My Conversation with John Gauntner – June, 2011
Sake of the Month – June, 2011: Fukucho “Moon on the Water” Junmai Ginjo
Steve here: The world of sake brewing was traditionally a man’s world. Tell us about a sake made by a woman.
John Gauntner: How about the Junmai Ginjo called Fukucho, “Moon on the Water?” This sake hails from Hiroshima Prefecture and is brewed by Miho Imada, the daughter of the company’s president and owner-inherit. Imada took over the operation when she realized that if she did not take it on, no one would. Even a few decades ago, a woman would not have even been allowed to enter the kura (brewery,) much less be a brewer; much, much less be the toji (master brewer).
Imada’s kura sits just down the hill from the remains of the Sanzabura Miura kura, where modern ginjo brewing techniques were developed in Hiroshima almost a century ago, launching Hiroshima into sake prominence.

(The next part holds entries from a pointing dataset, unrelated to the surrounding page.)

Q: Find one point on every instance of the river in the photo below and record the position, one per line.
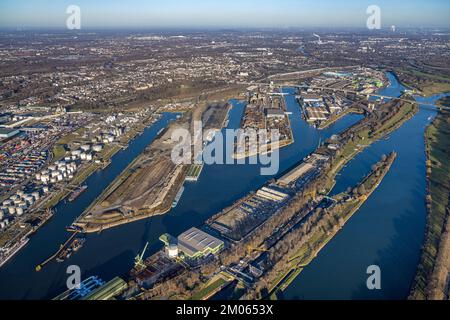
(388, 230)
(112, 252)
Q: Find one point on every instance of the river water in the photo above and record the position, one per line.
(388, 230)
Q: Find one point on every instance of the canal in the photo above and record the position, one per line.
(386, 235)
(387, 231)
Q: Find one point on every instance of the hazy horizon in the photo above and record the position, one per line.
(201, 14)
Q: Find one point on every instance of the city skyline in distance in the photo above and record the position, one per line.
(223, 14)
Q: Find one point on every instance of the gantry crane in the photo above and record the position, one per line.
(250, 249)
(139, 260)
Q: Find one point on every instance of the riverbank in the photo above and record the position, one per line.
(431, 281)
(346, 206)
(374, 127)
(43, 212)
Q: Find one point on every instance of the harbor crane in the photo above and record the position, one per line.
(139, 260)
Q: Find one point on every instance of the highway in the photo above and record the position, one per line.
(429, 105)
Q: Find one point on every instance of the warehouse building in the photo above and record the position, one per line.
(6, 133)
(195, 244)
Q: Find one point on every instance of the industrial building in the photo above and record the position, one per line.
(195, 244)
(6, 133)
(108, 291)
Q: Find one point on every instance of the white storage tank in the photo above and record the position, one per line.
(172, 250)
(85, 147)
(97, 148)
(19, 211)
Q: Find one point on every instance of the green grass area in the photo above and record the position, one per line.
(58, 152)
(209, 289)
(438, 173)
(406, 110)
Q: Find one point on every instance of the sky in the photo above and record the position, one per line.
(223, 13)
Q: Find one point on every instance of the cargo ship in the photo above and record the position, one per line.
(177, 197)
(6, 255)
(74, 246)
(77, 192)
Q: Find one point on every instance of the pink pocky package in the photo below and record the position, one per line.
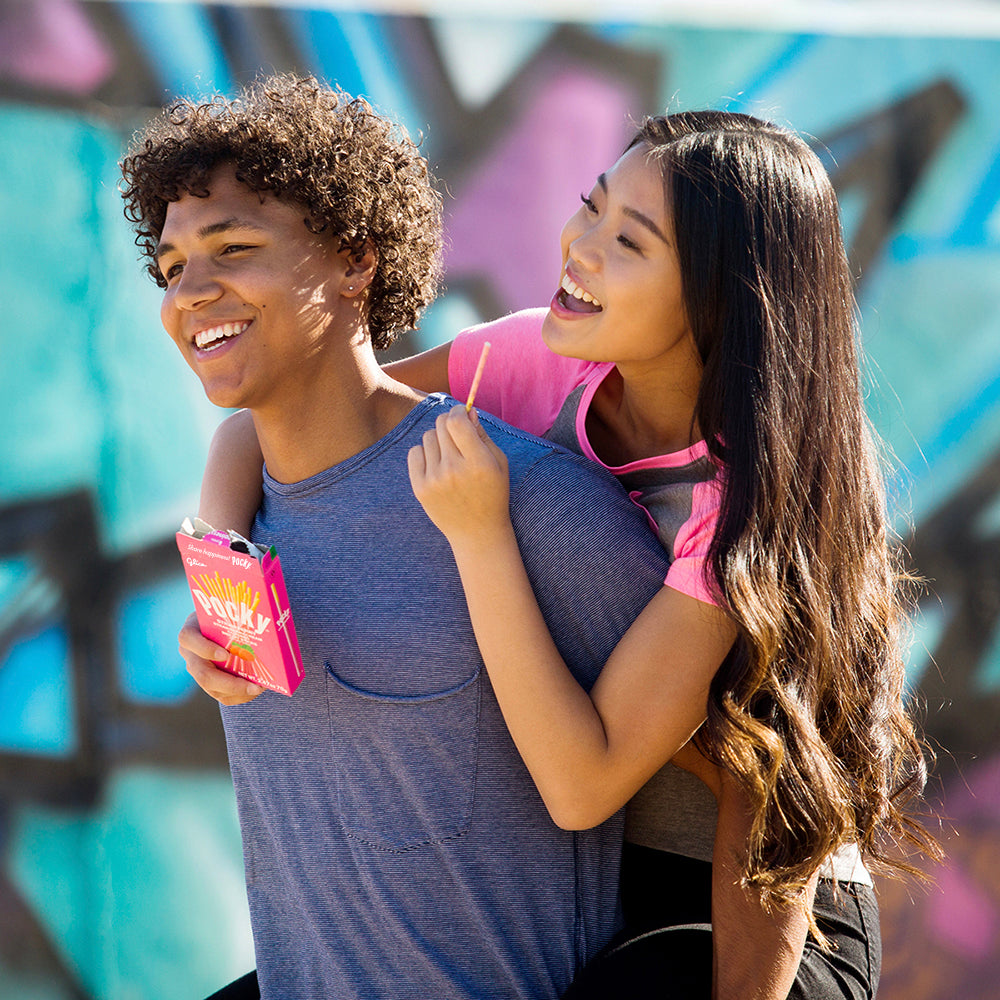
(241, 602)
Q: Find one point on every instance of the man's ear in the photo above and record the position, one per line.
(359, 270)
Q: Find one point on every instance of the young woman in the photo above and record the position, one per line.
(702, 345)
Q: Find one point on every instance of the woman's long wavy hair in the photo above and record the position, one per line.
(807, 711)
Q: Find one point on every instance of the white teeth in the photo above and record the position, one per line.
(569, 286)
(219, 333)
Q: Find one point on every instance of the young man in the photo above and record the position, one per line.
(395, 845)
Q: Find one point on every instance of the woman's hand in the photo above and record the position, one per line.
(461, 479)
(198, 653)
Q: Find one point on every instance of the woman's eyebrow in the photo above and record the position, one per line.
(212, 229)
(634, 213)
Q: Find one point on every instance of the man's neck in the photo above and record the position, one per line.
(342, 417)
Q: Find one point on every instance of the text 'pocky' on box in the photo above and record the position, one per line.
(241, 602)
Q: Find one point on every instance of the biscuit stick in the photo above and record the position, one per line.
(477, 376)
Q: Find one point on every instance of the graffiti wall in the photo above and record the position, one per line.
(120, 868)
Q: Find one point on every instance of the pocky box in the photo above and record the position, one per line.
(241, 602)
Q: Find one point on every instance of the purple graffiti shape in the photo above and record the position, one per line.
(508, 214)
(51, 44)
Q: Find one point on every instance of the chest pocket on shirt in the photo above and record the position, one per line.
(405, 765)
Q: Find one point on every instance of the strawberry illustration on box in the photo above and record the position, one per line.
(241, 602)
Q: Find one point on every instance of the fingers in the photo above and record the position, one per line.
(198, 653)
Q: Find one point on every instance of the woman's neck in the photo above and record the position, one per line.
(636, 416)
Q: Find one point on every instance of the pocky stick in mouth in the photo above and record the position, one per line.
(477, 376)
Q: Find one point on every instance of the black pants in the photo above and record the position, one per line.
(665, 951)
(244, 988)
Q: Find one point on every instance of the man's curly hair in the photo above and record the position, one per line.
(356, 175)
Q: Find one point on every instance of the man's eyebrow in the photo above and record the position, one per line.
(212, 229)
(633, 213)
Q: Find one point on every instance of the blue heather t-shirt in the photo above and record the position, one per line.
(395, 845)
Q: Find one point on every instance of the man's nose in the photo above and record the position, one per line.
(197, 286)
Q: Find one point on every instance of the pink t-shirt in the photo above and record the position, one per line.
(549, 395)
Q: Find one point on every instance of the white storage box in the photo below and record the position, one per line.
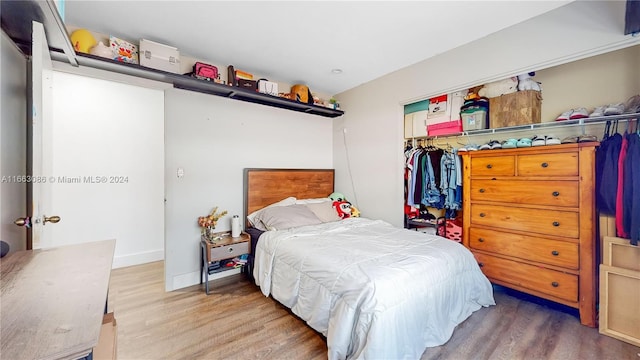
(159, 56)
(268, 87)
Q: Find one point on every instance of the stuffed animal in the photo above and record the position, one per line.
(472, 94)
(336, 196)
(497, 88)
(525, 82)
(343, 208)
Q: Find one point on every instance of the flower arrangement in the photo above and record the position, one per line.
(208, 222)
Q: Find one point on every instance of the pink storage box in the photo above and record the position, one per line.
(445, 128)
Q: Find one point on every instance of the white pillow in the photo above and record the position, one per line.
(284, 202)
(324, 211)
(313, 201)
(285, 217)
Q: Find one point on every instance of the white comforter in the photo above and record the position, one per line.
(374, 290)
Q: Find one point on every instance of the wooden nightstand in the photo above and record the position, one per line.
(225, 248)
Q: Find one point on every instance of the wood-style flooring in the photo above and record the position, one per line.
(237, 322)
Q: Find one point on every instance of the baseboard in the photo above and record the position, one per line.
(137, 259)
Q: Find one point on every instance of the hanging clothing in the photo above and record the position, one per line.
(631, 221)
(620, 188)
(607, 192)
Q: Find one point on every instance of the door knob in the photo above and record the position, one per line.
(52, 219)
(23, 222)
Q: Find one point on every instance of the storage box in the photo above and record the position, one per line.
(474, 119)
(518, 108)
(445, 128)
(123, 51)
(107, 347)
(159, 56)
(268, 87)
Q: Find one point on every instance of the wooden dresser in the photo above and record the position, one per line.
(529, 219)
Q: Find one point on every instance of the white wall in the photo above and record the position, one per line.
(212, 139)
(13, 142)
(374, 111)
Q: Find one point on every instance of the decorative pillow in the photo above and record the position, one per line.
(312, 201)
(324, 211)
(285, 217)
(284, 202)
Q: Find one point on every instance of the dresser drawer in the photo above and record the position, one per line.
(548, 222)
(493, 166)
(563, 164)
(553, 193)
(554, 283)
(547, 251)
(229, 251)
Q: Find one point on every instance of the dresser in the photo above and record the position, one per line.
(529, 219)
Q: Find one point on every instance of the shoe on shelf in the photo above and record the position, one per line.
(614, 109)
(632, 105)
(579, 113)
(524, 142)
(587, 138)
(552, 140)
(510, 144)
(538, 141)
(598, 111)
(565, 115)
(469, 147)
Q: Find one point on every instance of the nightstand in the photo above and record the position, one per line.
(213, 254)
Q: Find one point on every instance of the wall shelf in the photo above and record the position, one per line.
(544, 125)
(16, 22)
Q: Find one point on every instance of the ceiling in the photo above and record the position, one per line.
(303, 41)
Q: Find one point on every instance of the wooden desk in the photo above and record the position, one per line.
(52, 300)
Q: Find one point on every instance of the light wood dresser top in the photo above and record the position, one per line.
(52, 300)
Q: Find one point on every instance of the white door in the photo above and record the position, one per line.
(13, 142)
(97, 162)
(39, 150)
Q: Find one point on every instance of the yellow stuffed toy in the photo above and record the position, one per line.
(82, 40)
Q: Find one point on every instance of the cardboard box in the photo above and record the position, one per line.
(268, 87)
(159, 56)
(518, 108)
(474, 119)
(107, 344)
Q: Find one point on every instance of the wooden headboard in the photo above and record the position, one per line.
(263, 187)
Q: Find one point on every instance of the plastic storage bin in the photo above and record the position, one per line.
(445, 128)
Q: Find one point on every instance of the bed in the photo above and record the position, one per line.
(373, 290)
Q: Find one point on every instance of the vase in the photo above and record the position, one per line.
(208, 232)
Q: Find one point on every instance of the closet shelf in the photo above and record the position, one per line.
(186, 82)
(545, 125)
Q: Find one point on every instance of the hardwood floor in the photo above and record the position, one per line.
(237, 322)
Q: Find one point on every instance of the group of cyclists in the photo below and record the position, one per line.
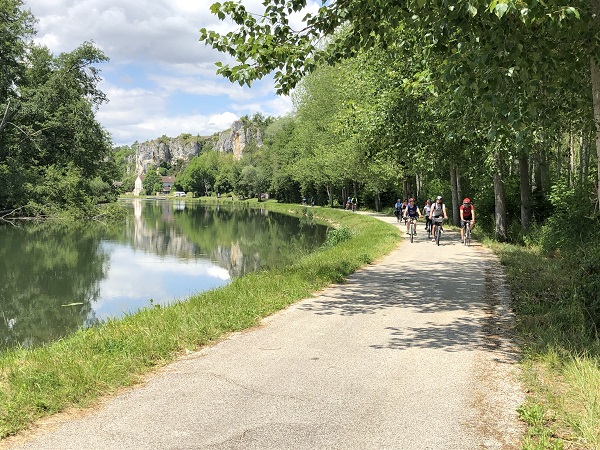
(435, 214)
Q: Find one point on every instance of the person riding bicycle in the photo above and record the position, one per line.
(412, 212)
(426, 212)
(467, 215)
(398, 209)
(438, 214)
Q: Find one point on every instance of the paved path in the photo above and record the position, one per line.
(410, 353)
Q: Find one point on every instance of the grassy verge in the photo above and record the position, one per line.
(561, 363)
(95, 362)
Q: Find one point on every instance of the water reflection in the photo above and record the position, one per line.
(59, 278)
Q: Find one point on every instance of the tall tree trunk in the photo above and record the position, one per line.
(586, 159)
(582, 147)
(499, 202)
(537, 168)
(558, 161)
(459, 190)
(525, 190)
(500, 208)
(545, 172)
(595, 75)
(571, 174)
(453, 186)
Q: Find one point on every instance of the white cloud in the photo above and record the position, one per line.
(156, 60)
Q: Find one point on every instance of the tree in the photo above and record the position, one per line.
(510, 59)
(152, 181)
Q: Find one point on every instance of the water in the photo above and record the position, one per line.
(60, 278)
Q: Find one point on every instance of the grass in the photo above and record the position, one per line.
(561, 358)
(78, 370)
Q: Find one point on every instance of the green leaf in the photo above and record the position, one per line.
(501, 9)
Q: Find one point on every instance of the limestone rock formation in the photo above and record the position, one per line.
(165, 150)
(237, 138)
(185, 147)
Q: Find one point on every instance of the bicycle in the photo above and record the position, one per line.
(467, 225)
(438, 230)
(411, 229)
(428, 227)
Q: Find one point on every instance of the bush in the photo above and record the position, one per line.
(336, 236)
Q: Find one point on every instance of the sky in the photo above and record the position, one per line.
(160, 80)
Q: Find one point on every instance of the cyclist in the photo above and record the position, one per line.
(426, 211)
(467, 216)
(437, 214)
(398, 209)
(412, 212)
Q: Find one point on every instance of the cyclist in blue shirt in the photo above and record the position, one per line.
(412, 212)
(398, 209)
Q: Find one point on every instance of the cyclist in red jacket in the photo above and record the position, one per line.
(467, 216)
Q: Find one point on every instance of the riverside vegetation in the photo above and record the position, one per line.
(77, 370)
(560, 361)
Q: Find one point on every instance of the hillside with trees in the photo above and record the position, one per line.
(498, 101)
(54, 156)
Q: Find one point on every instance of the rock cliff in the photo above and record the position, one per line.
(165, 150)
(237, 137)
(185, 147)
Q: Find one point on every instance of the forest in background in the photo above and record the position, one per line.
(55, 158)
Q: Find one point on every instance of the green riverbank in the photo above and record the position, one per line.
(76, 371)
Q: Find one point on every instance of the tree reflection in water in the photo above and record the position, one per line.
(60, 278)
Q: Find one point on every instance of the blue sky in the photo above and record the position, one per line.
(160, 79)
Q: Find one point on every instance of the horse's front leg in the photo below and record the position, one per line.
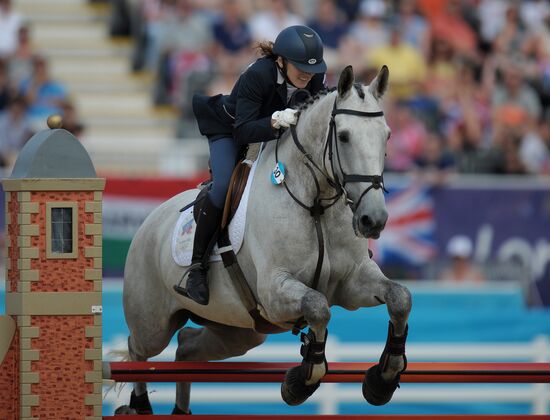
(288, 299)
(367, 287)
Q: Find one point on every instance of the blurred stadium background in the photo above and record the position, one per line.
(468, 165)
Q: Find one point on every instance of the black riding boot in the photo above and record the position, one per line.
(208, 222)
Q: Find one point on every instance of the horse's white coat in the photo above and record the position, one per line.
(279, 253)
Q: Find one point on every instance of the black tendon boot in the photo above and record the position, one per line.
(206, 234)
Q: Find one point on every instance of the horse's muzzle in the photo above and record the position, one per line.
(368, 227)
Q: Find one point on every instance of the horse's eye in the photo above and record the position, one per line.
(343, 137)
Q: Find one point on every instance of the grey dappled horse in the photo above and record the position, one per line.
(341, 173)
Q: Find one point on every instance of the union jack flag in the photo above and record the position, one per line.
(409, 236)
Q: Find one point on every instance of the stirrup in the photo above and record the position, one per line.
(178, 287)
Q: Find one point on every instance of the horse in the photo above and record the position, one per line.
(332, 200)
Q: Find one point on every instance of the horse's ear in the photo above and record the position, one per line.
(346, 81)
(379, 85)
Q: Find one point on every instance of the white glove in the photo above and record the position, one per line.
(283, 119)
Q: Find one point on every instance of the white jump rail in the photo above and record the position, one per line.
(330, 395)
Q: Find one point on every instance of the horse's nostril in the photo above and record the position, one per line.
(366, 221)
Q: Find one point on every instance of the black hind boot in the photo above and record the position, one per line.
(206, 234)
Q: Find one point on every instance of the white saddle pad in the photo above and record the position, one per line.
(184, 232)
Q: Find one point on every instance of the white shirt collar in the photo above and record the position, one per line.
(280, 77)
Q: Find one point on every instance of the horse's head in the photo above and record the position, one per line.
(359, 149)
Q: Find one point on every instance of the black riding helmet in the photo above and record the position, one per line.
(301, 46)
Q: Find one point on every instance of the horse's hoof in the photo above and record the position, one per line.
(141, 403)
(124, 409)
(377, 391)
(294, 389)
(178, 410)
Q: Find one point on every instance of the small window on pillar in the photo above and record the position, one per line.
(61, 230)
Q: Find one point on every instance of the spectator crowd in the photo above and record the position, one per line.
(469, 79)
(28, 93)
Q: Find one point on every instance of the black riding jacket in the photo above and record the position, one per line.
(245, 114)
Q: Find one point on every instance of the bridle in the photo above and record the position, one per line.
(331, 146)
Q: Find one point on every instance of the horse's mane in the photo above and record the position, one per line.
(302, 106)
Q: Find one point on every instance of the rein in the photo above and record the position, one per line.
(317, 209)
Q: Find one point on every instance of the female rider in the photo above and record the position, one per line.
(255, 111)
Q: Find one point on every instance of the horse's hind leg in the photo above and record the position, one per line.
(149, 340)
(286, 298)
(369, 287)
(214, 342)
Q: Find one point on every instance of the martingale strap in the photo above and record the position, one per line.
(317, 209)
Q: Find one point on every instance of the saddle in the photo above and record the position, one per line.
(235, 192)
(237, 186)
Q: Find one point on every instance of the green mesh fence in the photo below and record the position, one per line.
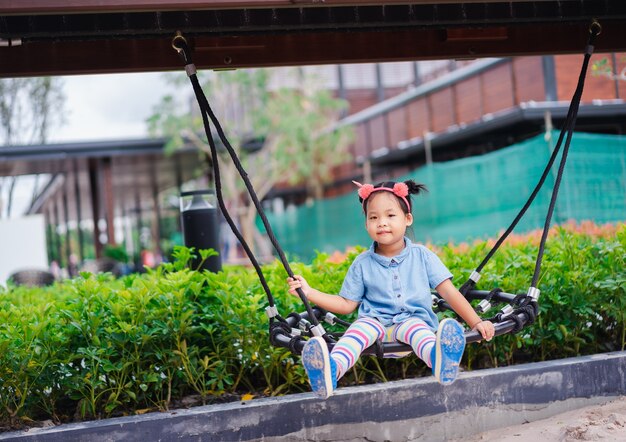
(477, 197)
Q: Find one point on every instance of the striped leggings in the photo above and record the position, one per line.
(365, 331)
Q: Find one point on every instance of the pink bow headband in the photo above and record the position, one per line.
(401, 190)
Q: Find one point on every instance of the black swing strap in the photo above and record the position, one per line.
(568, 128)
(180, 44)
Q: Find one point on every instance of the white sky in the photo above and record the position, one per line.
(99, 107)
(104, 107)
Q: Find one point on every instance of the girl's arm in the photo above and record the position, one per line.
(464, 309)
(332, 303)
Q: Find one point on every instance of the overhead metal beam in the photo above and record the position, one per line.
(71, 37)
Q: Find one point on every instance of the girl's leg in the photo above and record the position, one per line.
(360, 335)
(419, 336)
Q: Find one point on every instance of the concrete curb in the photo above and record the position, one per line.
(408, 410)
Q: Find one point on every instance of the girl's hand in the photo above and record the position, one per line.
(486, 329)
(298, 282)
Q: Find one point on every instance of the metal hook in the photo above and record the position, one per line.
(178, 37)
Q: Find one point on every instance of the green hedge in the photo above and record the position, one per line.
(96, 346)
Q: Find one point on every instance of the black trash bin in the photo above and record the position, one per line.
(200, 220)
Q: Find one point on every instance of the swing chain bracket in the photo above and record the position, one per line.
(271, 311)
(533, 293)
(318, 330)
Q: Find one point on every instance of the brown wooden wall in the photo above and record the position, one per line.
(597, 87)
(519, 80)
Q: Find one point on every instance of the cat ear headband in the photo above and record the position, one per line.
(401, 190)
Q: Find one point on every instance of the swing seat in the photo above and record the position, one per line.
(296, 329)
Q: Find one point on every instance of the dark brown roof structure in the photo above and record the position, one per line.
(60, 37)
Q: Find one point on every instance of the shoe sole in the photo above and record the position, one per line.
(450, 345)
(316, 361)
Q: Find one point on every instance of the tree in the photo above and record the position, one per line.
(281, 135)
(29, 107)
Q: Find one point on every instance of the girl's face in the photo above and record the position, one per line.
(386, 223)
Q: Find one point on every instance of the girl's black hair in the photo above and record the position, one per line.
(414, 189)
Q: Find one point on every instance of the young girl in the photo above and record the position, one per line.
(390, 284)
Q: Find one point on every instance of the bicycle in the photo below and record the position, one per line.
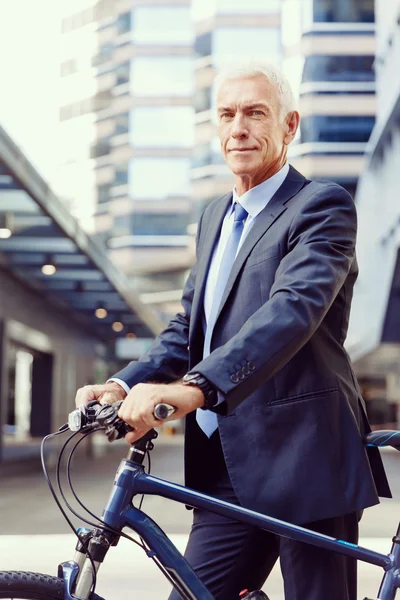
(77, 578)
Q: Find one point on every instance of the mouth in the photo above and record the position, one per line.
(242, 150)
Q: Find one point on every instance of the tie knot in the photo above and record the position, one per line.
(240, 212)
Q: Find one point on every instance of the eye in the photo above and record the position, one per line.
(226, 115)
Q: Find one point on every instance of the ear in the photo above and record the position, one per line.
(291, 125)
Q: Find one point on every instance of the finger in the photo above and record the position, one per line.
(134, 436)
(84, 396)
(110, 397)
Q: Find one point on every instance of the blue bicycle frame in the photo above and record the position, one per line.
(131, 480)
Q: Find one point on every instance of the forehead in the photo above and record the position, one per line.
(243, 91)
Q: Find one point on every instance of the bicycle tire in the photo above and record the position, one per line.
(24, 585)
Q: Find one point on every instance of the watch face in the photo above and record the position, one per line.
(189, 377)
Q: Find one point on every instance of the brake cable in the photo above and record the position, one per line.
(58, 503)
(107, 527)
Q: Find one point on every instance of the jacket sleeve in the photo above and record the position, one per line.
(167, 358)
(321, 250)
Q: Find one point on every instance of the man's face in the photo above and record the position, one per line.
(250, 129)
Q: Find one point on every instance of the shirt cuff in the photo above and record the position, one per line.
(124, 386)
(221, 399)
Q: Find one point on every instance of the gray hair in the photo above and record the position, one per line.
(274, 75)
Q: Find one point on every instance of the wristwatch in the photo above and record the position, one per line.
(209, 391)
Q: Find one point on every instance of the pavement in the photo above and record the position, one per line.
(34, 536)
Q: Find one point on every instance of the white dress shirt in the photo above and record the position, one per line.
(253, 201)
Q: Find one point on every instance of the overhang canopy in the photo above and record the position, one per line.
(80, 278)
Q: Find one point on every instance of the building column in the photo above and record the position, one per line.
(2, 383)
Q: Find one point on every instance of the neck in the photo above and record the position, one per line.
(244, 183)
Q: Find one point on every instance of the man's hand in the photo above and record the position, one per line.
(138, 407)
(106, 393)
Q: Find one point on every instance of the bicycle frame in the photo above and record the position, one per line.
(131, 480)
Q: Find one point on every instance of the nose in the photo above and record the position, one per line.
(239, 127)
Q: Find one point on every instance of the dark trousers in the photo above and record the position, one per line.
(229, 556)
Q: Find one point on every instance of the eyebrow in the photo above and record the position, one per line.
(246, 107)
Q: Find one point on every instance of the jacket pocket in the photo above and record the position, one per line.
(303, 397)
(260, 255)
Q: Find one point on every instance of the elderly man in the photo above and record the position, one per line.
(256, 360)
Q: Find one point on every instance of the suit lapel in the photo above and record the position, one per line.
(211, 229)
(275, 207)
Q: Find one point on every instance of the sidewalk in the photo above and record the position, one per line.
(129, 573)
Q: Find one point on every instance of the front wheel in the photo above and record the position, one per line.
(19, 585)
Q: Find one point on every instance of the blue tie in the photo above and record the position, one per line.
(207, 419)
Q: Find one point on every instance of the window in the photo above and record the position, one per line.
(336, 129)
(163, 25)
(76, 109)
(162, 75)
(122, 72)
(121, 123)
(160, 224)
(124, 23)
(344, 11)
(68, 67)
(338, 68)
(101, 148)
(104, 54)
(202, 45)
(162, 126)
(249, 6)
(232, 43)
(150, 224)
(159, 178)
(121, 175)
(103, 193)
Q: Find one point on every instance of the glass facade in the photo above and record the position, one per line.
(124, 22)
(238, 43)
(202, 99)
(249, 6)
(162, 75)
(121, 123)
(162, 25)
(150, 224)
(338, 68)
(123, 72)
(163, 126)
(336, 128)
(202, 46)
(159, 178)
(344, 11)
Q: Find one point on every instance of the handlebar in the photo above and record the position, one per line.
(98, 416)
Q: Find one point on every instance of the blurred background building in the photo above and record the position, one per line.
(137, 160)
(126, 97)
(329, 48)
(225, 32)
(374, 336)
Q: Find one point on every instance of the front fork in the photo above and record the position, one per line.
(78, 573)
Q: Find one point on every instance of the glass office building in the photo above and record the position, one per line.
(329, 48)
(374, 335)
(225, 32)
(134, 130)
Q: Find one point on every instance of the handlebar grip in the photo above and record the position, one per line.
(163, 411)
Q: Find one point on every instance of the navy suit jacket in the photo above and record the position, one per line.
(292, 422)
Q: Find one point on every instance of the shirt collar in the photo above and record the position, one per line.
(256, 199)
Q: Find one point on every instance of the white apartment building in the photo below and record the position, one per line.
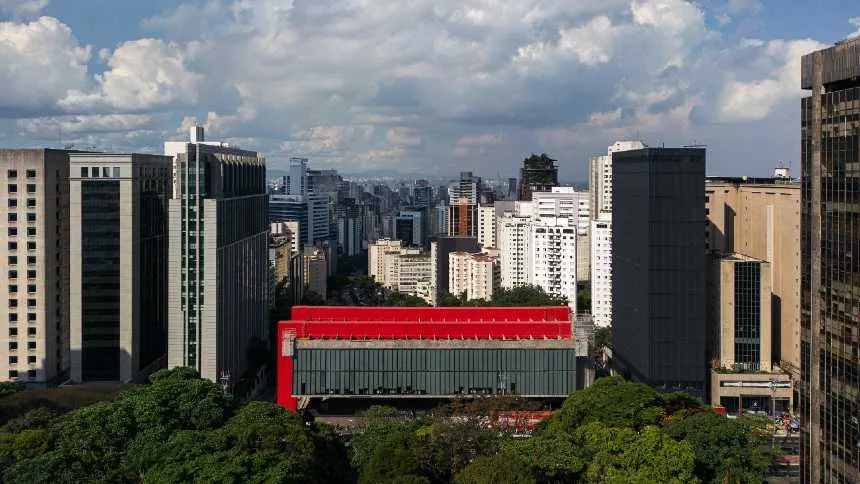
(478, 276)
(553, 257)
(487, 226)
(515, 245)
(601, 270)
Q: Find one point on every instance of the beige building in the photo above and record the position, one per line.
(478, 276)
(118, 264)
(760, 218)
(316, 271)
(34, 235)
(743, 377)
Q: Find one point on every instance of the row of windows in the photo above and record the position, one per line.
(12, 174)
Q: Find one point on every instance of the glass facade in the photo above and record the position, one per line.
(747, 316)
(100, 278)
(830, 292)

Both Imada’s skill and style are clearly expressed in her sake. Though she makes a wide range of styles, this “Moon on the Water” is light, fruity, bright and crisp, and often boasts anise and grapefruit. Very, very refreshing chilled as an aperitif!
Steve: Is it for sale in the west?
John: Like all of the sakes of the month on this blog, Moon on the Water is available in the U.S. It is a wonderful sake that I hope people will try.
Steve: Changing the subject, tell us about nama-zake.
John: Nama-zake is unpasteurized sake. Many variations on the pasteurization process itself, lead to many variations in nama-zake, the terms that define it, and the sake behind those terms.
To be very clear: nama-zake is NOT necessarily better than its pasteurized equivalent. Many people like to promote nama as better, rare, fresher, and more enjoyable. While nama is less common and can be very enjoyable, the truth is it is just different, neither better nor worse than pasteurized sake. It is simply different.
Nama-zake is usually lively, aromatic and bold with lots of cut wood, fruity and permeating aromas. Quite nice! However, please note that aromas can often be a veil between your senses and the depths of the sake. Restated, often we can experience more subtlety and depth from pasteurized sake than nama-sake.
In the end, it is all about individual preference. If you enjoy it, nama or not, it is good. End of story.
Steve: Thanks John. See you in July!
Remember, the sake that John reviews are available in the U.S.